Além da Intensicare, outras cinco empresas que prestam serviço de UTI para a rede pública de saúde do DF são alvo de investigação: Fundação Universitária de Cardiologia, Hospital Santa Marta, Oxtal, Hospital São Francisco e a Home Hospital Ortopédico.
Governo Arruda
A Intensicare chegou a Brasília em 2009, quando assumiu a administração da UTI durante a gestão da Real Sociedade Espanhola no Santa Maria, ainda durante a administração José Roberto Arruda. A Real operava como organização social (OS) na saúde, modelo que o governador Rodrigo Rollemberg (PSB) quer ativar novamente. Uma vez desfeito o contrato com a Real em 2010, devido a uma série de irregularidades na prestação de contas, a Intensicare permaneceu no comando do setor.

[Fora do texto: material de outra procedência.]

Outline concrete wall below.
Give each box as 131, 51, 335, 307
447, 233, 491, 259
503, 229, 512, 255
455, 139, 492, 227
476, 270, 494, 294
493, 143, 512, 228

A estratégia utilizada pela empresa para se manter operando a UTI sem licitação já foi alvo de ao menos três representações do Ministério Público de Contas-DF (MPC-DF), entre 2012 e 2014. A empresa, segundo consta nos documentos, simula situações de emergência após interromper a prestação de serviços na UTI. Dessa forma, segundo o MPC, uma emergência é forjada e ela pode ser contratada sem processo licitatório.